Championing Gender in the Fight Against Hunger

Fight against hunger Action Against Hunger

In our fight for a world free from hunger, it’s essential that we understand the different experiences women, men, girls and boys have in the countries in which we work. Thanks to your support, Action Against Hunger is committed to addressing these different needs in our work while also ensuring we create a gender-sensitive and enabling environment across our organization. Action Against Hunger has been proactively working since 2013 to better address gender issues in our programs and across our organization.

The Gender Unit

The Gender Unit, a group of five staff housed in Action Against Hunger Canada, supports the organization’s commitment to gender equality by providing tools and training to our teams across the globe. However, in an organization of over 8,000 staff working in 50 countries, the Gender Unit cannot do this alone.
The Gender Unit works closely with a group of passionate staff from every level and corner of our global organization to ensure gender remains on our agenda. Action Against Hunger’s Gender Champions include 30 staff (23 women and 7 men) from 20 countries who include Country Directors, Technical Advisors, Project Managers and Advocacy Officers, to name a few.

We have 30 Gender Champions across 20 different Action Against Hunger offices

Gender Champion Workshop

Action Against Hunger’s Gender Champions met in Senegal for the third annual Gender Champion workshop to reflect the ways that we are working towards gender equality in the fight against hunger, and ways that we can go even further.
Over three days, the organization’s “gender thinkers” began reflecting on what the organization has accomplished since we revised the gender policy in 2013. One of our main achievements has been a set of internal standards – the Gender Minimum Standards – that guide our teams on our common approach to including gender and addressing gender issues in our work and organization. During the workshop, Gender Champions shared the impact of implementing the Gender Minimum Standards in their offices:

  • The Gender Champion from Mauritania showed how communicating in more gender sensitive ways has created a positive and open environment in the office, for instance by ensuring the use of examples and photos that include a variety or genders and ages.
  • Through trainings and open discussions on topics such as sexual harassment and sexual exploitation in Canada, staff in the office continue to ask for more trainings and discussions to learn more about these complex and often silent issues
  • Our office in South Sudan, with a high ratio of male employees, has been able to hire more women because of actions taken to reduce barriers for women at work. One way the office did this was by creating a breastfeeding room where lactating women can pump and store their breast milk while at work.

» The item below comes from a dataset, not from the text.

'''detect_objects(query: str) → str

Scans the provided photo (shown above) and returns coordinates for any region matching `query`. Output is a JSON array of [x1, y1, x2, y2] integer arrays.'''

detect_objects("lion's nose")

While Action Against Hunger has made significant progress as an organization to address gender issues, we know that we can go further and working towards gender equality in the fight against hunger.
During the workshop, our Gender Champions discussed ways that we can be a more inclusive and diverse organization by considering the different needs and capacities of LGBTQ staff and staff with different abilities in our policies. This conversation was sparked by a panel discussion with representatives from organizations including UN Women, Amnesty International, Humanity and Inclusion, as well as a Professor and psychosociologist from Senegal.
Guided by Action Against Hungers’ monitoring, evaluation and learning experts, the Gender Champions also explored ways to track and analyze information specific to gender in our programming. For example, it is important for us to track the number of boys and girls that get treated in our nutrition sites in order to evaluate their rates of recovery and to learn about ways to improve our programming if there are noticeable differences between genders. One solution that was discussed during the workshop was creating standardized gender indicators for the entire organization, similar to those we employ in our nutrition programs.
This workshop not only created a space for important conversations around Action Against Hunger’s role in achieving gender equality and the fight against hunger, but it also allowed for Gender Champions to collaborate and share with one another. The Gender Unit is now working hard to capitalize and follow-up on the great ideas that came out of these three inspirational days.